Given that we have reached the point in the General Election campaign where (according to the latest poll I have seen) the Tories’ lead over Labour has been cut to nine percentage points and there are still nine days to go – and therefore absolutely any outcome is theoretically possible – I think the time has finally arrived at which Rust readers should be spared any further coverage for the duration.
In days of yore by tradition UK broadcasters and Fleet Street’s finest used to refer to August as “the silly season” because, with most politicians, celebrities, movers-and-shakers and newspaper editors then traditionally on their extended annual holidays and so precious little of note in the world happening, those who were unlucky, weird or junior enough to be left behind ‘minding the store’ had to use whatever creativity or initiative they could muster to conjure up items newsworthy enough to fill their title’s pages – hence the proverbial and legendary “And finally …” reports that Trevor MacDonald sometimes introduced at the end of ITV’s News At Ten evening bulletins featuring such gems as skateboarding ducks (and similar).
And that is where it seems we have reached as regards what (the politicians tell us) is the most important and potentially far-reaching General Election of the past fifty years.
As a snap event initiated by the Government in a desperate near-final attempt to ‘break the deadlock’ paralysis that the House of Commons (depending upon you own particular viewpoint) had either contrived to create – or had found itself in – over the past three years on the Brexit issue, it was presumably designed to result in a decisive victory one way or the other that would enable the UK to ‘park’ said item and move forward.
Against the backdrop of general worldwide public cynicism towards all politicians – plus the perceived ubiquitous potential or indeed efforts of “dark forces” everywhere to manipulate the voting intentions of the masses via the internet and social media, using data-harvesting, astutely-targeted advertising and daily deployment of “fake news” – the strategists of all major political parties have been (to continue the water bird analogy) pedaling like crazy under the water whilst, swan-like, also seeking to appear ever calm and serene upon the surface.
Some of the alarmist paranoia causing this development undoubted springs from the widespread impression, real or imaginary, in political elite and media chattering-class circles that “They [i.e. every other party or interest group with ‘a dog in the fight’] will be doing it, therefore so must we in order to fight fire with fire and not lose out by passivity and/or default”.
In other words, they’re all at it.
I keep returning to the subject, but this UK (news and current affairs) media obsession with specially-staged “TV Leadership Debates” is a classic own goal – sorry, that should have read “hostage to fortune”.
When it comes to age-old clichés, there’s a lot to be said for a pair of them – “Familiarity breeds contempt” and “Be careful what you wish for”.
Back in the mists time, politicians got on with their jobs and rarely appeared in public save on exactly their own terms.
Clem Attlee, standing on a railway station platform during an Election campaign, once famously fielded a reporter’s question “Prime Minister, have you got anything you’d like to say to the British public?” by simply saying “Not at the moment …” and turning to board his train.
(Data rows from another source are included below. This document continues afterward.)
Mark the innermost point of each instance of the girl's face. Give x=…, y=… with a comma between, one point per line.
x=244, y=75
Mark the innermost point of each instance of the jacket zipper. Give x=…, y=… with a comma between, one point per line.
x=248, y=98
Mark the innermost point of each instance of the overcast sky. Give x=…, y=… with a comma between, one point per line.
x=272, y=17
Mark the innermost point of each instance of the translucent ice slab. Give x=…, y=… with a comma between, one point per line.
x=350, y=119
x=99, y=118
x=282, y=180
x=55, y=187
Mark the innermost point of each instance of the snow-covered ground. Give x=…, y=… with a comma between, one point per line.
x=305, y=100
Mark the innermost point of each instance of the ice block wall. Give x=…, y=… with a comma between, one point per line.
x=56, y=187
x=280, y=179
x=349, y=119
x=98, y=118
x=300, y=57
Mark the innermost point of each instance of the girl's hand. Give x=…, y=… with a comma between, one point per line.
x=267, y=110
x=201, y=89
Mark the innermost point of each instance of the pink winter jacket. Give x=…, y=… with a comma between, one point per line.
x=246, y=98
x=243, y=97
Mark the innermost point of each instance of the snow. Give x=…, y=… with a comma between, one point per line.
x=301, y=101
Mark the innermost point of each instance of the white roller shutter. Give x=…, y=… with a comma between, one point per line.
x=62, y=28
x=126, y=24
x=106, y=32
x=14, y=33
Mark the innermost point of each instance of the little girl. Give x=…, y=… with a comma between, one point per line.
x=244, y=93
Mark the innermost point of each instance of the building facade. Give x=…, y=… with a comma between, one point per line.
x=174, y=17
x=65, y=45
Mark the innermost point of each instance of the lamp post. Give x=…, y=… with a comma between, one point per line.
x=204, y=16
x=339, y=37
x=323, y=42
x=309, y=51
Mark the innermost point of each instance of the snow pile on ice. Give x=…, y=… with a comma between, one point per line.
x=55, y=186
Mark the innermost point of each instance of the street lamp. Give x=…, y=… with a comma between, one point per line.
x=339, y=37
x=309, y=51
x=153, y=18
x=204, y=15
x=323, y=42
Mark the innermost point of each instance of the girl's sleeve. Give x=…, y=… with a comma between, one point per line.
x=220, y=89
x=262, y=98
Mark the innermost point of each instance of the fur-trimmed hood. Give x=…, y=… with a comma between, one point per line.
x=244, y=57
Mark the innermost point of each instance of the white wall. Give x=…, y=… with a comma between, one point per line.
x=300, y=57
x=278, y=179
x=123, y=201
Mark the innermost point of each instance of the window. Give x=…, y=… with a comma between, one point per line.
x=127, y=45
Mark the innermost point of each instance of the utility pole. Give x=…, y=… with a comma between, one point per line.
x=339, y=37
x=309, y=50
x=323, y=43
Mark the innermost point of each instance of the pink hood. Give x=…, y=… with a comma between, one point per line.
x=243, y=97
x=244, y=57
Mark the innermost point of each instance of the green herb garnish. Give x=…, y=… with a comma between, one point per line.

These days the ways of “Getting your message out there” are so numerous and varied that it’s difficult to keep up with them, still less use them cleverly to your best advantage.
The truth is that live “TV Leadership Debates” are a terminally bad method of presenting a ‘beauty parade’ of the nation’s potential leaders to the public.
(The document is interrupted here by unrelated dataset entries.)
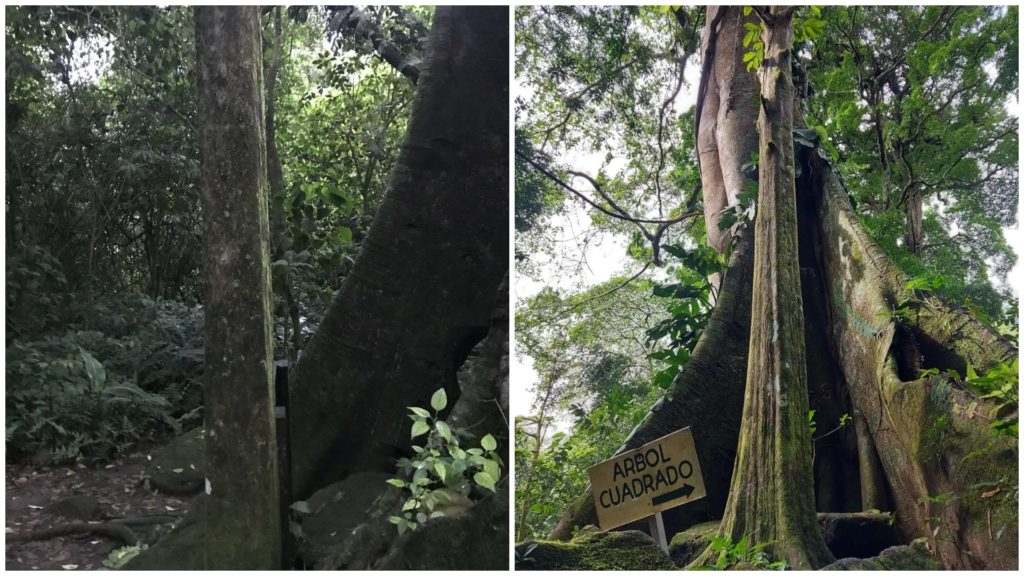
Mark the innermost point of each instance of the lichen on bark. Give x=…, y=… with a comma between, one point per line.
x=243, y=523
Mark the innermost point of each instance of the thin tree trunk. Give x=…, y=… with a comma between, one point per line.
x=771, y=497
x=243, y=522
x=421, y=293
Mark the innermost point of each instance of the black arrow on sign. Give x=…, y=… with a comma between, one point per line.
x=685, y=491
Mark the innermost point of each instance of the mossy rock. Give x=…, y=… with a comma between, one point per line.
x=630, y=549
x=345, y=521
x=913, y=557
x=181, y=548
x=79, y=506
x=179, y=467
x=687, y=544
x=472, y=539
x=857, y=534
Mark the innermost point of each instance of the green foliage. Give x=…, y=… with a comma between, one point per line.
x=1000, y=385
x=689, y=307
x=120, y=557
x=913, y=99
x=442, y=472
x=88, y=394
x=741, y=556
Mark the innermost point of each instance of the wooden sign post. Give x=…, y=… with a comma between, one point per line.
x=641, y=483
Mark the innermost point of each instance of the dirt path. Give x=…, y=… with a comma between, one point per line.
x=118, y=490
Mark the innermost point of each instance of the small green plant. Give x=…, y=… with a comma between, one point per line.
x=442, y=477
x=741, y=554
x=120, y=557
x=522, y=553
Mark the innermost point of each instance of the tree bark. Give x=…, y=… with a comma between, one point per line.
x=771, y=496
x=243, y=516
x=421, y=292
x=727, y=113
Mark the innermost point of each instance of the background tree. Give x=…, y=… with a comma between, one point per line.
x=242, y=511
x=454, y=256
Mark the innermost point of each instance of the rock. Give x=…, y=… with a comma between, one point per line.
x=181, y=548
x=590, y=549
x=857, y=534
x=913, y=557
x=475, y=539
x=179, y=467
x=685, y=545
x=846, y=534
x=80, y=506
x=346, y=520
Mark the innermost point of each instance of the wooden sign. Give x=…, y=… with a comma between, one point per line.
x=655, y=477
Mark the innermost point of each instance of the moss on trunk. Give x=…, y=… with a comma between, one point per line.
x=421, y=292
x=771, y=496
x=243, y=523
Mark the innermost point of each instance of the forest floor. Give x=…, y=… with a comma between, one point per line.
x=118, y=489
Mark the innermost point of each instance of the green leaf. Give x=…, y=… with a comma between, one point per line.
x=483, y=480
x=439, y=400
x=419, y=411
x=343, y=235
x=420, y=428
x=488, y=443
x=444, y=430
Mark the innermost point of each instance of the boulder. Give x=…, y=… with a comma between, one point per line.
x=79, y=506
x=179, y=466
x=591, y=549
x=847, y=535
x=912, y=557
x=685, y=545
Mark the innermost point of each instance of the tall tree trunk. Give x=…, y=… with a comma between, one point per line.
x=771, y=497
x=725, y=138
x=421, y=292
x=243, y=523
x=914, y=208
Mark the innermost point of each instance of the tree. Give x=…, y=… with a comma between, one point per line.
x=873, y=340
x=771, y=495
x=421, y=293
x=243, y=517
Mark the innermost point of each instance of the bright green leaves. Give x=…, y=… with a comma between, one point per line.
x=94, y=370
x=488, y=443
x=420, y=428
x=441, y=470
x=439, y=400
x=484, y=480
x=444, y=430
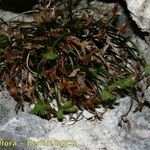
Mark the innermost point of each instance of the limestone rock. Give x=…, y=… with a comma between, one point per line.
x=140, y=12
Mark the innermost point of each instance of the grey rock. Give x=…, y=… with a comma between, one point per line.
x=140, y=12
x=83, y=135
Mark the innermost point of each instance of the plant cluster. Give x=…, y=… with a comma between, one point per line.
x=70, y=58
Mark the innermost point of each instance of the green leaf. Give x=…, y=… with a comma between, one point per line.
x=147, y=70
x=50, y=55
x=108, y=96
x=40, y=108
x=71, y=110
x=60, y=114
x=68, y=104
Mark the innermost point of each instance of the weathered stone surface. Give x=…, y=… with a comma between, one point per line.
x=140, y=12
x=84, y=135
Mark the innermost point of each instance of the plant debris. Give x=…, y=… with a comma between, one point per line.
x=69, y=58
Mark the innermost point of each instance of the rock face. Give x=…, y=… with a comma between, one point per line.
x=29, y=132
x=140, y=12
By their very nature and as night follows day, they simultaneously not only reduce the de facto potential leaders to the level of everyone else, but benefit each of them in direct inverse proportion to their likelihood of achieving electoral success – as the participants well know in advance.
In this Election we have also seen a new departure, the introduction of ‘individual subject” TV debates, for no apparent reason beyond (presumably) the fact there are so many competing broadcasters vying to stage one that someone has decided it is the only way to satisfy them all.
I guess this time around we can just thank our lucky stars that we haven’t been spoon-fed a version in which a well-known stand-up comic [readers can add their own preferred nomination here], purporting to be the leader of the Official Monster Raving Loony Party, hasn’t caught the mood of the electorate and wiped the floor with the lot of them with a non-stop repartee of one-liners.
At least it might have provided a welcome counter-point to, and diversion from, all the rest of the dross we’ve been fed.